Un financier qui sort du bois
Longtemps acteur discret du régime, Tagwirei s’est imposé comme un pilier financier du parti au pouvoir, la ZANU-PF. Son influence, acquise grâce à des contrats lucratifs et un réseau tissé dans les cercles économiques et politiques, lui a permis d’évoluer en coulisses. Mais la décision de le faire entrer officiellement au Comité central de la ZANU-PF signe un tournant : Tagwirei ne se cache plus. Son ascension suscite des interrogations, et surtout des résistances.
Chiwenga, l’empêcheur de régner
Si Mnangagwa et ses alliés voient en Tagwirei un successeur naturel pour protéger leurs intérêts, un homme fait obstacle : le vice-président Constantino Chiwenga. Ancien chef de l’armée et acteur-clé du coup d’État de 2017, il n’a jamais digéré que Mnangagwa conserve le pouvoir plus longtemps que prévu. Son influence militaire et sa base de soutien lui donnent les moyens de s’opposer à l’ascension de Tagwirei.
C’est dans ce contexte que Blessed Geza, vétéran de guerre et proche de Chiwenga, est entré en scène. Dans une vidéo choc diffusée sur les réseaux sociaux, il a appelé à la destitution de Mnangagwa, dénonçant la corruption et le contrôle du pays par une poignée d’oligarques. Quelques jours plus tard, des manifestations d’une ampleur inédite depuis 2019 secouaient Harare, mettant le régime sous pression.
Un fragile équilibre
La réplique ne s’est pas fait attendre. Mnangagwa a réorganisé le commandement militaire en écartant Anselem Sanyatwe, un allié de Chiwenga, et en le reléguant au ministère des Sports. Cette manœuvre vise à affaiblir l’influence de l’armée dans le jeu politique, un pari risqué quand on connaît le poids des militaires dans l’histoire récente du Zimbabwe.
Mais l’opposition ne faiblit pas.
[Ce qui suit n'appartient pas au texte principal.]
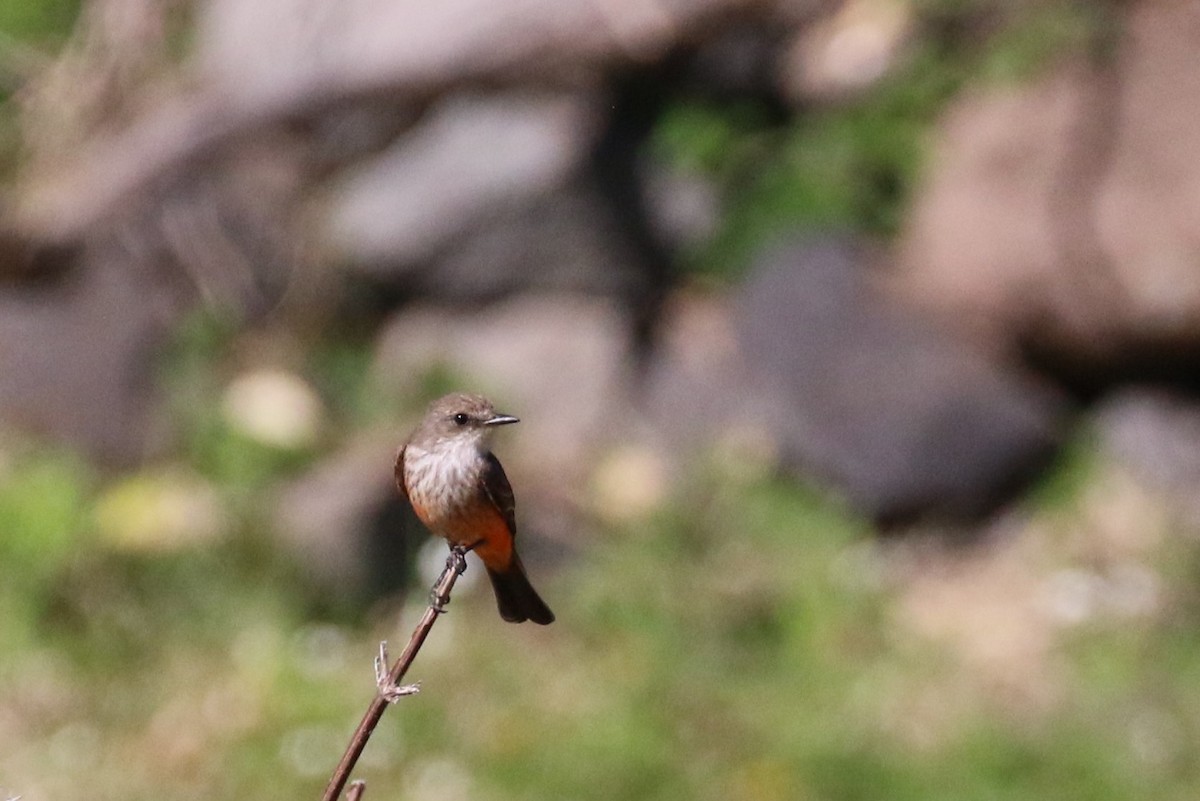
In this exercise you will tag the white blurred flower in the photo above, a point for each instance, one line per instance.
(274, 407)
Les manifestations anti-corruption ont pris une tournure politique, dénonçant l’Agenda 2030, un projet visant à prolonger le règne de Mnangagwa. Face à la colère populaire, la police a répondu par des arrestations massives et des tirs de gaz lacrymogènes. Pendant ce temps, la faction de Chiwenga s’organise, cherchant à rassembler suffisamment de soutiens pour renverser la dynamique.
Une guerre sans fin ?
La lutte pour la succession de Mnangagwa ne fait que commencer. Si le président parvient à imposer Tagwirei, il assurera la continuité de son héritage et la protection de son cercle rapproché. Mais Chiwenga, affaibli mais toujours influent, pourrait choisir l’affrontement, quitte à réveiller les vieux réflexes militaires du régime.
Dans ce jeu d’alliances et de trahisons, une chose est sûre : le Zimbabwe entre dans une période d’incertitude où tout semble possible.